Registry and State Management

# View Filebeat registry
sudo cat /var/lib/filebeat/registry/filebeat/log.json

# Clean registry (stop service first)
sudo systemctl stop filebeat
sudo rm -rf /var/lib/filebeat/registry/filebeat/
sudo systemctl start filebeat

Debug Mode

# Run in debug mode
sudo filebeat -e -d "publish,harvester"

# Specific module debugging
sudo metricbeat -e -d "module"

Integration with Kibana Dashboards

Loading Default Dashboards

# Setup Kibana dashboards for Filebeat
sudo filebeat setup --dashboards

# For Metricbeat
sudo metricbeat setup --dashboards

# Setup index templates
sudo filebeat setup --index-management

Custom Index Templates

setup.template.name: "custom-logs"
setup.template.pattern: "custom-logs-*"
setup.template.settings:
  index.number_of_shards: 1
  index.number_of_replicas: 1
  index.refresh_interval: 30s

Best Practices

Resource Management

  • Monitor resource usage: Use top or htop to monitor Beat processes
  • Log rotation: Configure proper log rotation for Beat logs
  • Disk space: Monitor registry and queue disk usage

High Availability Setup

output.elasticsearch:
  hosts: ["es1.example.com:9200", "es2.example.com:9200", "es3.example.com:9200"]
  loadbalance: true
  worker: 2

Data Retention

setup.ilm.enabled: true
setup.ilm.policy: "beats-default"
setup.ilm.rollover_alias: "filebeat"
setup.ilm.pattern: "{now/d}-000001"

Common Use Cases

Web Server Log Analysis

filebeat.inputs:
- type: log
  paths:
    - /var/log/nginx/access.log
  fields:
    logtype: nginx_access
    service: web

- type: log
  paths:
    - /var/log/nginx/error.log
  fields:
    logtype: nginx_error
    service: web

Application Performance Monitoring

metricbeat.modules:
- module: apache
  metricsets: ["status"]
  period: 10s
  hosts: ["http://127.0.0.1/server-status?auto"]

- module: mysql
  metricsets: ["status"]
  period: 10s
  hosts: ["tcp(127.0.0.1:3306)/"]
  username: metricbeat
  password: secret

Conclusion

Beats provide a comprehensive, lightweight solution for data collection on Linux systems. By implementing the configurations and best practices outlined in this guide, you can establish a robust data pipeline that efficiently collects logs, metrics, and network data for analysis in Elasticsearch.

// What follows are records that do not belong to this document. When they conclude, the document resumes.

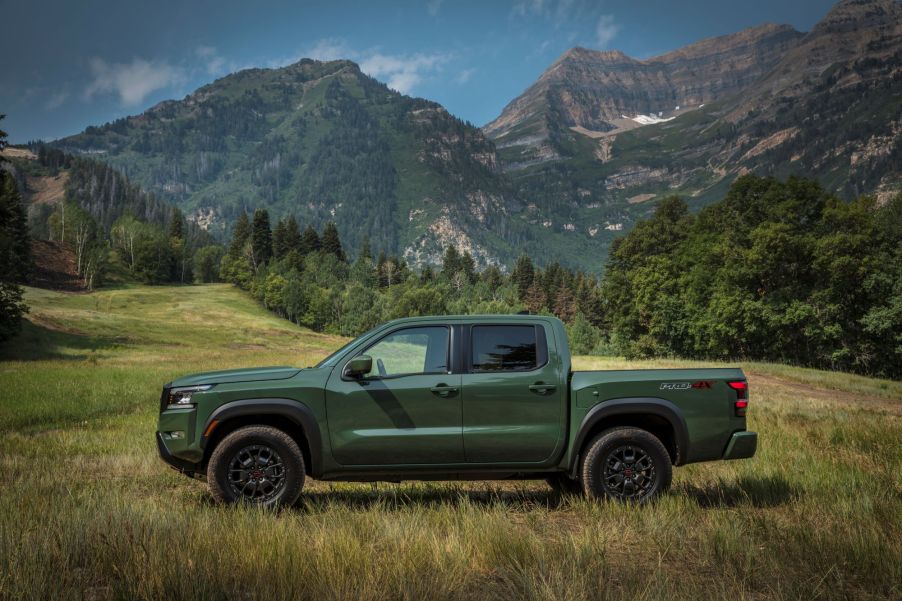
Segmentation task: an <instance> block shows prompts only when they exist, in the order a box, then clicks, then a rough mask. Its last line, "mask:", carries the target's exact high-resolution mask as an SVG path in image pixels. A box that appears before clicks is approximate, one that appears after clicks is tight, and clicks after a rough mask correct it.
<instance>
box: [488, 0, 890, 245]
mask: <svg viewBox="0 0 902 601" xmlns="http://www.w3.org/2000/svg"><path fill="white" fill-rule="evenodd" d="M900 6H902V5H900V3H899V2H897V1H895V0H843V1H841V2H839V3H838V4H836V5H835V6H834V8H833V9H832V10H831V11H830V12H829V14H827V15H826V16H825V17H824V19H823V20H822V21H821V22H820V23H818V24H817V25H816V26H815V27H814V28H813V29H812V31H810V32H808V33H807V34H801V33H798V32H796V31H794V30H793V29H792V28H790V27H788V26H778V25H764V26H761V27H756V28H752V29H748V30H745V31H742V32H740V33H737V34H734V35H730V36H723V37H718V38H712V39H709V40H704V41H702V42H699V43H697V44H693V45H691V46H688V47H686V48H683V49H681V50H676V51H674V52H670V53H667V54H664V55H662V56H659V57H655V58H651V59H648V60H642V61H640V60H635V59H632V58H629V57H627V56H626V55H624V54H622V53H620V52H596V51H591V50H585V49H582V48H576V49H573V50H570V51H568V52H567V53H565V54H564V55H563V56H562V57H560V58H559V59H558V60H557V61H555V63H553V64H552V65H551V66H550V67H549V68H548V69H547V70H546V71H545V73H543V75H542V76H541V77H540V78H539V80H538V81H537V82H536V83H535V84H533V85H532V86H530V87H529V88H528V89H527V90H526V92H524V94H523V95H521V96H520V97H518V98H517V99H515V100H514V101H512V102H511V103H510V104H509V105H508V106H507V107H506V108H505V109H504V110H503V111H502V113H501V115H500V116H499V117H498V118H497V119H495V120H494V121H492V122H491V123H489V124H487V125H486V126H485V128H484V131H485V132H486V134H487V135H488V136H489V137H490V138H491V139H493V140H494V141H495V143H496V146H497V148H498V155H499V160H500V161H501V164H502V169H503V170H504V171H505V172H506V173H507V174H508V175H510V176H511V178H512V181H513V184H514V188H515V192H514V193H515V194H516V195H517V196H518V197H519V198H521V199H522V200H523V201H524V202H526V203H527V204H528V205H530V206H535V207H536V208H537V209H536V217H537V218H538V219H540V220H541V221H542V223H545V224H548V227H549V229H557V228H561V227H565V226H566V224H568V223H579V224H582V227H581V228H580V229H579V230H576V231H574V234H582V235H583V236H584V237H586V238H589V237H592V236H594V235H596V234H598V233H599V232H600V230H599V228H600V227H605V228H615V229H618V230H619V229H620V228H623V229H629V228H630V227H631V224H632V223H633V222H634V221H635V220H636V219H638V218H640V217H643V216H645V215H647V214H648V213H649V212H650V211H651V210H652V208H653V205H654V203H653V202H650V201H653V200H655V199H660V198H661V197H662V196H664V195H668V194H673V193H677V194H680V195H682V196H684V197H686V198H687V199H688V200H689V202H690V205H691V206H694V207H699V206H702V205H705V204H708V203H710V202H712V201H713V200H716V199H718V198H720V197H722V195H723V193H724V192H725V190H726V189H727V187H728V186H729V184H730V182H732V181H733V180H734V179H735V178H736V177H737V176H738V175H741V174H743V173H746V172H749V171H753V172H755V173H758V174H761V175H774V176H779V177H786V176H789V175H801V176H806V177H811V178H814V179H817V180H819V181H820V182H821V183H822V184H823V185H825V186H826V187H827V188H828V189H829V190H831V191H832V192H834V193H837V194H839V195H841V196H845V197H847V198H851V197H854V196H857V195H860V194H865V193H867V194H876V195H877V196H878V198H884V197H888V196H889V195H891V194H892V193H893V192H894V191H898V190H899V189H900V187H902V8H900Z"/></svg>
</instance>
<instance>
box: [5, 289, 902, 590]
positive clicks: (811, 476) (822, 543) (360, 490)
mask: <svg viewBox="0 0 902 601" xmlns="http://www.w3.org/2000/svg"><path fill="white" fill-rule="evenodd" d="M26 301H27V302H28V304H29V305H30V307H31V312H30V313H29V315H28V318H27V319H28V323H27V324H26V328H25V332H24V334H23V337H22V338H20V339H18V340H17V341H16V344H15V345H14V346H8V347H6V348H5V349H4V350H3V351H2V355H0V386H2V389H3V390H4V391H5V393H4V394H3V395H2V396H0V434H2V436H0V462H2V467H3V472H4V489H3V490H4V492H3V494H2V495H0V599H50V598H52V599H61V600H67V599H97V600H106V599H160V598H170V599H177V598H246V599H269V600H271V599H286V600H287V599H292V600H297V599H317V600H318V599H373V600H375V599H420V598H424V597H427V596H428V597H429V598H430V599H436V600H444V599H461V600H462V599H474V598H479V599H498V598H505V599H511V598H516V599H568V600H572V599H579V600H582V599H586V600H588V599H599V598H604V599H664V598H666V599H669V600H675V599H693V600H697V599H724V598H736V599H752V598H755V599H798V598H814V597H816V598H818V599H825V600H832V599H848V598H868V599H896V598H898V597H899V595H900V593H902V589H900V582H902V543H900V541H902V480H900V477H899V474H900V473H902V446H900V444H899V440H900V438H902V389H900V386H899V383H897V382H889V381H885V380H874V379H870V378H864V377H858V376H848V375H844V374H843V375H838V374H833V373H828V372H821V371H816V370H801V369H795V368H789V367H785V366H777V365H771V364H743V365H742V367H743V369H745V371H746V373H747V374H748V376H749V382H750V385H751V408H750V411H749V427H750V428H752V429H754V430H757V431H758V432H759V433H760V436H761V448H760V450H759V453H758V454H757V455H756V457H755V458H754V459H752V460H749V461H742V462H732V463H730V462H719V463H713V464H699V465H692V466H688V467H686V468H680V469H678V470H676V473H675V481H674V488H673V491H672V492H671V493H670V494H668V495H667V496H665V497H664V498H663V499H661V500H660V502H658V503H656V504H654V505H651V506H647V507H643V508H636V507H628V506H621V505H617V504H608V503H602V504H597V503H591V502H587V501H585V500H581V499H570V498H560V497H556V496H555V495H554V494H553V493H552V492H551V490H550V489H549V488H548V487H547V486H546V485H545V484H544V483H542V482H517V483H503V482H489V483H485V482H474V483H435V484H415V483H403V484H400V485H395V484H378V485H371V484H326V483H321V482H310V483H309V484H308V487H307V489H305V493H304V495H303V496H302V501H301V503H300V505H299V506H298V507H296V508H293V509H290V510H286V511H283V512H280V513H267V512H261V511H257V510H254V509H251V508H240V507H229V508H221V507H217V506H215V505H212V504H211V502H210V500H209V496H208V494H207V492H206V489H205V488H204V486H203V484H202V483H200V482H196V481H192V480H189V479H187V478H184V477H183V476H180V475H178V474H176V473H174V472H173V471H171V470H170V469H168V468H167V467H165V466H164V465H163V463H162V462H160V461H159V460H158V459H157V457H156V449H155V446H154V440H153V432H154V429H155V423H156V414H157V411H158V398H159V390H160V386H161V385H162V384H163V383H164V382H166V381H169V380H170V379H172V378H173V377H175V376H178V375H181V374H184V373H188V372H193V371H198V370H208V369H218V368H225V367H231V366H251V365H266V364H289V365H306V364H309V363H311V362H313V361H315V360H316V359H317V358H318V357H321V356H323V355H324V354H326V353H327V352H328V351H329V350H330V349H332V348H335V347H336V346H338V345H339V344H340V343H341V342H342V339H340V338H337V337H329V336H323V335H318V334H314V333H312V332H310V331H308V330H304V329H301V328H297V327H295V326H293V325H292V324H290V323H288V322H287V321H284V320H281V319H278V318H276V317H273V316H272V315H270V314H268V313H267V312H265V311H264V310H262V309H260V308H259V307H258V306H257V305H256V303H254V302H253V301H252V300H250V299H249V298H248V297H247V296H245V295H244V294H243V293H241V292H239V291H237V290H235V289H234V288H232V287H229V286H225V285H208V286H195V287H185V286H178V287H143V286H135V287H126V288H120V289H110V290H103V291H100V292H94V293H90V294H64V293H57V292H48V291H44V290H37V289H32V288H29V289H27V291H26ZM575 363H576V366H577V367H578V368H595V369H599V368H624V367H652V366H662V367H670V366H681V365H690V364H691V363H688V362H683V361H676V360H666V361H646V362H635V361H631V362H627V361H624V360H622V359H612V358H600V357H592V358H590V357H578V358H576V361H575Z"/></svg>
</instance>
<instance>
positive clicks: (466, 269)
mask: <svg viewBox="0 0 902 601" xmlns="http://www.w3.org/2000/svg"><path fill="white" fill-rule="evenodd" d="M459 264H460V270H461V271H462V272H463V274H464V276H465V277H466V278H467V281H468V282H470V283H471V284H475V283H476V261H474V260H473V255H471V254H470V251H468V250H465V251H464V254H463V255H462V256H461V257H460V263H459Z"/></svg>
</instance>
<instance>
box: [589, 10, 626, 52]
mask: <svg viewBox="0 0 902 601" xmlns="http://www.w3.org/2000/svg"><path fill="white" fill-rule="evenodd" d="M619 31H620V26H619V25H617V24H616V23H614V16H613V15H601V16H600V17H598V24H597V25H596V26H595V43H596V44H598V47H599V48H607V46H608V44H610V43H611V42H612V41H613V39H614V38H615V37H617V33H618V32H619Z"/></svg>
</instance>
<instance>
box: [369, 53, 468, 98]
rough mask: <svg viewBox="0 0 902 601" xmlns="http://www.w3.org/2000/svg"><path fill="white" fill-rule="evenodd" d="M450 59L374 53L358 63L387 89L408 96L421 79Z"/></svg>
mask: <svg viewBox="0 0 902 601" xmlns="http://www.w3.org/2000/svg"><path fill="white" fill-rule="evenodd" d="M450 59H451V57H450V55H447V54H414V55H412V56H403V55H389V54H381V53H378V52H377V53H375V54H371V55H369V56H367V57H365V58H364V59H363V60H362V61H361V62H360V70H361V71H363V72H364V73H366V74H367V75H370V76H372V77H375V78H376V79H379V80H381V81H385V83H386V84H387V85H388V87H390V88H392V89H393V90H397V91H398V92H401V93H402V94H409V93H410V92H411V91H412V90H413V88H415V87H416V86H417V84H419V83H420V82H421V81H423V77H424V76H425V75H426V74H427V73H429V72H432V71H435V70H438V69H440V68H441V67H442V66H443V65H444V64H445V63H447V62H448V61H449V60H450Z"/></svg>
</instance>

Remember to regularly update your Beats installations, monitor their performance, and adjust configurations based on your specific requirements. The flexibility of Beats allows you to scale from simple single-server deployments to complex multi-datacenter environments while maintaining reliability and performance.